Большая часть этих смельчаков погибала в волнах Охотского или Японского моря, куда их относило течением, уцелевшие же, попав на материк около устья Амура, собирались в небольшие артели, по 4–6 человек, и шли тайгой, по известным «варнацким», тропам, на запад, к Байкалу, представлявшему собой также значительное препятствие в пути, так как приходилось переплывать его на плоту, или же в челноке туземца-рыболова.
Бурное озеро немилостиво и неласково встречало беглых и много их погибало в его холодной загадочной пучине. Перебраться через Байкал считалось вторым крупным шагом, после переправы через Татарский пролив.
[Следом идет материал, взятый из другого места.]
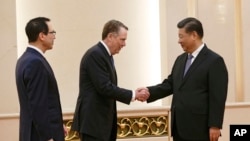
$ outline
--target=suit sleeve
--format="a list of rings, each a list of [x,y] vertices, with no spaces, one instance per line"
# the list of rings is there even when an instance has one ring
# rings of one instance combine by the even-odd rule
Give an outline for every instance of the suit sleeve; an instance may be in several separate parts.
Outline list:
[[[223,58],[209,69],[209,127],[222,128],[228,88],[228,72]]]
[[[48,75],[44,65],[39,60],[32,61],[24,72],[30,116],[32,116],[33,124],[43,140],[52,138],[48,107]]]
Песни беглых о Байкале многочисленны, но во всех звучит жалоба на его жестокость и злобу, и просьба помиловать бедных сиротинушек. В сказаниях народных это озеро-море называется «святым», варнаки же называли его «Байкал-батюшка», сравнивая его с суровым и немилостивым стариком-отцом. Крики многочисленных чаек, раздававшиеся над бурными волнами озера, напоминали беглым плач и стенания родных сестер, при отправлении в далекую каторгу. Тоска по отчему дому и семейному очагу затрагивала лучшие струны души беглого и заставляла их звенеть чистыми, как кристалл, звуками.
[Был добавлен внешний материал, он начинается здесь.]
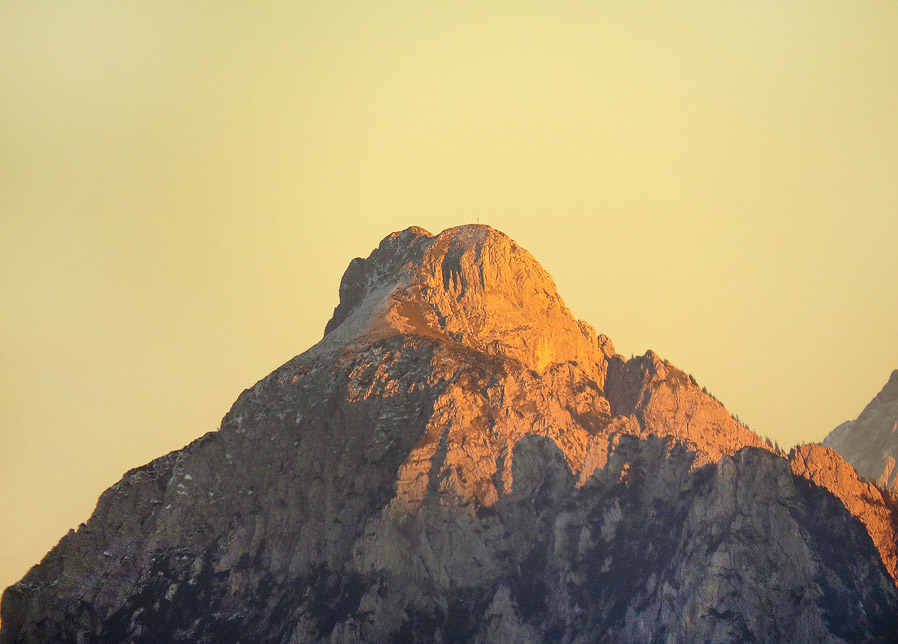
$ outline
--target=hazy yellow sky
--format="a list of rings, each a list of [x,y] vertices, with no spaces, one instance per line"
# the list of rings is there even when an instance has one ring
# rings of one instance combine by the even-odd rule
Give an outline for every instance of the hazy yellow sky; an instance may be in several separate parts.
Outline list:
[[[820,440],[898,368],[898,2],[0,0],[0,586],[478,219]]]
Немногие решались обойти Байкал с юга или с севера, так как там ждала их почти верная смерть от пули кордонного стражника или туземного охотника. Последний охотился на белого, как на зверя, чтобы попользоваться лохмотьями его одежды и обуви, или запасами хлеба, полученного от сердобольных жителей попутных деревень, снабжавших несчастненьких одеждой и кое-каким продовольствием. Охота на беглых называлась здесь «охотою на горбачей», так как варнаки несли свои пожитки в мешках за спиною.
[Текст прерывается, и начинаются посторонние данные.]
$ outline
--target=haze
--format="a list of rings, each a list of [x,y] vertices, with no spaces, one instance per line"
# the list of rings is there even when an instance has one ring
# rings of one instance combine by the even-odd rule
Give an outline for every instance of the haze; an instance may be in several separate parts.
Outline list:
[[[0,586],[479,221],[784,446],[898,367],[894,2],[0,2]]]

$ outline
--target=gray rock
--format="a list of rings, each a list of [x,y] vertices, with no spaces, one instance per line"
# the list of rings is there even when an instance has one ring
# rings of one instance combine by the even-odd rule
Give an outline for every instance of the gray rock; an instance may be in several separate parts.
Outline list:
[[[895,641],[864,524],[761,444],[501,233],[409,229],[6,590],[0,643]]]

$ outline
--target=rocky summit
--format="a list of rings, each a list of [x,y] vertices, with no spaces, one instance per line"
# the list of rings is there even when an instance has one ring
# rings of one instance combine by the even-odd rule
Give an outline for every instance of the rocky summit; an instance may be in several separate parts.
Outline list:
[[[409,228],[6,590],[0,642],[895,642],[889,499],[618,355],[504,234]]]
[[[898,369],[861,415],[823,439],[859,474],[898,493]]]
Иногда беглым удавалось раздобыть себе ружья у бродячих инородцев, но это доставалось всегда ценой человеческих жизней. Оружие давало возможность варнаку существовать охотой на крупного зверя и не бояться встречи с вооруженным туземцем.
В конечном результате, после многолетних мытарств и скитаний по тайге, беглому иногда удавалось достигнуть земли обетованной, т. е. милой его сердцу родины. Он попадал к себе домой, виделся с родными и друзьями, но здесь положение его становилось тяжелым и невыносимым. Его нелегальное существование подвергало всех его родных и знакомых юридической ответственности; скрываться не было уже возможности, и беглый, скрепя сердце, должен был расстаться с родиной и снова бежать, куда глаза глядят, скитаясь по белу свету, пока случай не выдавал его властям, или он сам добровольно не являлся в полицию, в качестве «Ивана Непомнящего».
Такие добровольцы ссылались обыкновенно в Сибирь на поселение и жили там до нового побега. В большинстве случаев побеги повторялись многократно, и новая весна гнала беглецов в тайгу, под ее надежную защиту.